Compare it against all stored embeddings using cosine similarity.
Cosine Similarity Formula
cosine_similarity = (A • B) / (||A|| * ||B||)
Sample .NET Code
private double CosineSimilarity(float[] a, float[] b)
{
double dot = 0, magA = 0, magB = 0;
for (int i = 0; i < a.Length; i++)
{
dot += a[i] * b[i];
magA += a[i] * a[i];
magB += b[i] * b[i];
}
return dot / (Math.Sqrt(magA) * Math.Sqrt(magB));
}
Then, query all documents and compute similarity:
public async Task<IEnumerable<SearchResult>> SearchAsync(string query)
{
var queryEmbedding = await _embeddingService.GenerateEmbeddingAsync(query);
var results = new List<SearchResult>();
using var connection = new SqlConnection(_connectionString);
using var cmd = new SqlCommand("SELECT Id, Title, Content, Embedding FROM Documents", connection);
connection.Open();
using var reader = await cmd.ExecuteReaderAsync();
while (await reader.ReadAsync())
{
var embeddingBytes = (byte[])reader["Embedding"];
var embedding = MemoryMarshal.Cast<byte, float>(embeddingBytes.AsSpan()).ToArray();
double similarity = CosineSimilarity(queryEmbedding, embedding);
results.Add(new SearchResult
{
Title = reader["Title"].ToString(),
Content = reader["Content"].ToString(),
Score = similarity
});
}
return results.OrderByDescending(r => r.Score).Take(10);
}
8. Angular Frontend Integration
You can connect your Angular 17 app to the ASP.NET Core API easily.
search.component.ts
this.http.post<SearchResult[]>('/api/search', { query: this.searchText })
.subscribe(results => {
this.results = results;
});
search.component.html
<div>
<input [(ngModel)]="searchText" placeholder="Search anything..." />
<button (click)="onSearch()">Search</button>
<div *ngFor="let item of results" class="result">
<h3>{{ item.title }}</h3>
<p>{{ item.content }}</p>
<small>Score: {{ item.score | number:'1.2-2' }}</small>
</div>
</div>
9. Optimizing for Enterprise Scale
| Strategy | Purpose |
|---|
| Vector Indexes (SQL Server 2022+) | Enables fast similarity search |
| Batch Embedding Generation | Reduces API calls and latency |
| Caching (Redis) | Cache repeated queries |
| Sharding Large Datasets | Improves performance for big corpora |
| Fine-Tuned Models | Use custom embeddings for domain-specific accuracy |
10. Security and Cost Considerations
Store OpenAI API keys in Azure Key Vault or User Secrets.

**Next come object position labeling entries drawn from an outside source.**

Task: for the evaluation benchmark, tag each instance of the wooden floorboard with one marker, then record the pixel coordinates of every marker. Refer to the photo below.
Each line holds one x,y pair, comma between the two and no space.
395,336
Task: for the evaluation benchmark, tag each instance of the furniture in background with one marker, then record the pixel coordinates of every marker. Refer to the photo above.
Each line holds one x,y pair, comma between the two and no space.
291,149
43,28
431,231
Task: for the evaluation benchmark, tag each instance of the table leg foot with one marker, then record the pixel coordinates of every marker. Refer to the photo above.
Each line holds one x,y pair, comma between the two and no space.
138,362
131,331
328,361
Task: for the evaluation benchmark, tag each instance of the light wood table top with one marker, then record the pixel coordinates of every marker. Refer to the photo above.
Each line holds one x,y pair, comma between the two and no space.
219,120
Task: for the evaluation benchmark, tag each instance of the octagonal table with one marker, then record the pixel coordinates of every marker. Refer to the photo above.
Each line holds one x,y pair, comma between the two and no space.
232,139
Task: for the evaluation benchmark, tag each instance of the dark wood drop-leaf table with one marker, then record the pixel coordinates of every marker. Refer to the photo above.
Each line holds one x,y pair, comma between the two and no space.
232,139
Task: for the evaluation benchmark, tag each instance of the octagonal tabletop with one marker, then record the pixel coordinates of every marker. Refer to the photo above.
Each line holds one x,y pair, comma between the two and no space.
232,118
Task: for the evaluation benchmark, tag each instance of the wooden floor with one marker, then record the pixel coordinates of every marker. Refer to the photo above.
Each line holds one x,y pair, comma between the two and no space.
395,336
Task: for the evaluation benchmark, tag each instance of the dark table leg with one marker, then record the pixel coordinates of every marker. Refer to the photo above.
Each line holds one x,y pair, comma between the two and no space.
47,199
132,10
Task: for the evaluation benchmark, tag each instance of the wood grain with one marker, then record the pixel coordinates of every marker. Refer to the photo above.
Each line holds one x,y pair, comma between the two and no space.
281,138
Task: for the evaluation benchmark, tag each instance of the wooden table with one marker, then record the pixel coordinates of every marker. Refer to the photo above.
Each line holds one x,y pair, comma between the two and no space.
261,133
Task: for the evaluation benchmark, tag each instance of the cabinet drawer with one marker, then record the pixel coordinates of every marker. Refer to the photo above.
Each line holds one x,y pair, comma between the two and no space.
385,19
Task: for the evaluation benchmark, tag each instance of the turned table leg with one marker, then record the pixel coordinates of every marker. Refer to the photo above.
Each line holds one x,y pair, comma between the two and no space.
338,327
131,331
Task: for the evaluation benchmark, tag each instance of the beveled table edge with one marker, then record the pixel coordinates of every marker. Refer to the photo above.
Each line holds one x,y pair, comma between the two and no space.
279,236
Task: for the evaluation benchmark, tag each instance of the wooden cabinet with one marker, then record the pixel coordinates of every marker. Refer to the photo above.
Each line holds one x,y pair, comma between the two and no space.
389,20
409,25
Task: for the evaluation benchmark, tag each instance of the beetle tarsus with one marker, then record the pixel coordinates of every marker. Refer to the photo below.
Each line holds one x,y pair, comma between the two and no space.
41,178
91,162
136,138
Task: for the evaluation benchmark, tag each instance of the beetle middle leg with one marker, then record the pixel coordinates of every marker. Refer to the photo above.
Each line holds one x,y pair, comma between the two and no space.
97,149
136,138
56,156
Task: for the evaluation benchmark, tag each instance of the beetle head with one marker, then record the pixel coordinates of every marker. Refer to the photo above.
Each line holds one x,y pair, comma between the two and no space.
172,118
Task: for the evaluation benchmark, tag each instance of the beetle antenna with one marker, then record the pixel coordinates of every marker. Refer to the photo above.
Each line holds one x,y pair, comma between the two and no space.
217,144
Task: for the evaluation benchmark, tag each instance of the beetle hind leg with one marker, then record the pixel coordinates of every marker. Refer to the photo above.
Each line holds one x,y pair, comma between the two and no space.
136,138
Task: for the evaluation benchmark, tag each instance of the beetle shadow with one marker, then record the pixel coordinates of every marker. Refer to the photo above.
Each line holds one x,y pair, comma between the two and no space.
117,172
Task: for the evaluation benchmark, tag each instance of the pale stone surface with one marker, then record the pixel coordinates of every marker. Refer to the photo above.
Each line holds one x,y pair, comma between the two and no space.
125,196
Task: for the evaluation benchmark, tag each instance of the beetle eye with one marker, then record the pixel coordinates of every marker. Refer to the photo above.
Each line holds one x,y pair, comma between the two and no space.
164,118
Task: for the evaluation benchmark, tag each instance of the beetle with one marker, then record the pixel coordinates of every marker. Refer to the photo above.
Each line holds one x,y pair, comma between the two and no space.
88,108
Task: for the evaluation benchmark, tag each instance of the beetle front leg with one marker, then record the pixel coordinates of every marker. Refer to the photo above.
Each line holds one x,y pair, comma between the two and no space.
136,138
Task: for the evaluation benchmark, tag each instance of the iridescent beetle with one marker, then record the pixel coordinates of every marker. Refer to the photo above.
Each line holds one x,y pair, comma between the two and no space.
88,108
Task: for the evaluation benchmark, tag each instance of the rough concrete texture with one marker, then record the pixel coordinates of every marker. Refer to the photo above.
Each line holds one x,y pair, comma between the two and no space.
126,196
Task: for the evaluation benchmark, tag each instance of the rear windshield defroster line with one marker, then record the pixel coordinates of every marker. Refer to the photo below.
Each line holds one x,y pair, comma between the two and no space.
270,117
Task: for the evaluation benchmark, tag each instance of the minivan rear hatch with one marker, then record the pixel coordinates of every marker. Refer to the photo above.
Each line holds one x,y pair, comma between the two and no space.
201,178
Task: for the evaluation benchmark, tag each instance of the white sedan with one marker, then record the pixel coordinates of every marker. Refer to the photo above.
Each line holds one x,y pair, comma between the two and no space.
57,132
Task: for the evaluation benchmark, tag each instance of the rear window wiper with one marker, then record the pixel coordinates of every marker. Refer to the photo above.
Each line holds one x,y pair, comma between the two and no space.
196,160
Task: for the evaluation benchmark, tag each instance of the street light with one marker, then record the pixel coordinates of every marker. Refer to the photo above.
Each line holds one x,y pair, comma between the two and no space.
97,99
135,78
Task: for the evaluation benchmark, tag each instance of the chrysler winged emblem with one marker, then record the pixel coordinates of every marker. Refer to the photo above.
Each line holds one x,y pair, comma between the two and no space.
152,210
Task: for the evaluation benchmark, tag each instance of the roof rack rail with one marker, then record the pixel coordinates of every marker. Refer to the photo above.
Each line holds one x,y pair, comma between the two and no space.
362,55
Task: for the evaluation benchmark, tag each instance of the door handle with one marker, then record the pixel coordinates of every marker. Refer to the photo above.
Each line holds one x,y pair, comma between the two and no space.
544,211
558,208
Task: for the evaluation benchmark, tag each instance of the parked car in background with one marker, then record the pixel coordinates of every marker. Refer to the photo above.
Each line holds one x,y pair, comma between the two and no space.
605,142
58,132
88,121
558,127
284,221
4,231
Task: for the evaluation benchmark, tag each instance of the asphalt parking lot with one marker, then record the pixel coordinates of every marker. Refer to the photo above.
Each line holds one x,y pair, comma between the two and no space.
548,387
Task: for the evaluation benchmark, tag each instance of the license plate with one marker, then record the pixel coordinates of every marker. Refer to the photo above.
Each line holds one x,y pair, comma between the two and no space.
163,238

Limit embedding generation per user with rate limiting middleware.
Cache embeddings to avoid repeated billing on the same text.
11. Use Cases
| Scenario | Description |
|---|
| Knowledge Base Search | Query internal documents semantically |
| Ticket Classification | Find similar customer issues automatically |
| Contract Search | Match legal clauses across files |
| FAQ Matching | AI answers based on contextually relevant results |
12. Example Workflow Summary
User Query → ASP.NET Core API → OpenAI Embedding → SQL Server Vector Search → Ranked Semantic Results → Angular UI
Conclusion
By combining OpenAI embeddings with SQL Server, you can transform traditional text search into a semantic, intent-aware engine.

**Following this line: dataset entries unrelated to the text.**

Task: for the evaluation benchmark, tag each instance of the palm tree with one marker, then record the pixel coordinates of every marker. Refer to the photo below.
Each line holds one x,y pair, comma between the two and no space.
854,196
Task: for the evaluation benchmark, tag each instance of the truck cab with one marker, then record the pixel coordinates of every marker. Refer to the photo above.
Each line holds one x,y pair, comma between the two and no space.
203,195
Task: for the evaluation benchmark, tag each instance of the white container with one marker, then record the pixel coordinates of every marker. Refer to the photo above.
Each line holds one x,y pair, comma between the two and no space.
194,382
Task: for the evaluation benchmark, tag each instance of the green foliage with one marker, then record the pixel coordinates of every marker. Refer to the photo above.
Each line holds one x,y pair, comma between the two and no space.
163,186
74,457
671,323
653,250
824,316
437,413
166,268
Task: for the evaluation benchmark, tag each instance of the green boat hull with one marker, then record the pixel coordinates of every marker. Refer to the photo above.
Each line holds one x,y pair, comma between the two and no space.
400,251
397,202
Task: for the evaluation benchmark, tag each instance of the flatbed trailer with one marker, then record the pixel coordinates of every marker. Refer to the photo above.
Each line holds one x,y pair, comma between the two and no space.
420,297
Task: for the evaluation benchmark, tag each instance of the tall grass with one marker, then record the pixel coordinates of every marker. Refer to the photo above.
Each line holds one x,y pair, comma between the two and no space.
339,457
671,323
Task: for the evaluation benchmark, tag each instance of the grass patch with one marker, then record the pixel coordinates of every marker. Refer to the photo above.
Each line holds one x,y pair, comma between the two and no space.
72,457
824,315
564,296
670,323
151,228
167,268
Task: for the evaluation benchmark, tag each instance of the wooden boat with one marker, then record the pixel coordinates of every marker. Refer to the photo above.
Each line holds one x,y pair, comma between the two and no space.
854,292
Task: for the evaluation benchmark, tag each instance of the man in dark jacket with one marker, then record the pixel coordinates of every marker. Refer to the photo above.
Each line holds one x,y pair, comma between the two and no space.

This approach scales easily with ASP.NET Core’s API structure and integrates seamlessly with Angular or React frontends. Whether you’re building enterprise knowledge bases, customer support tools, or smart document search, this architecture lays the foundation for AI-powered discovery within your organization.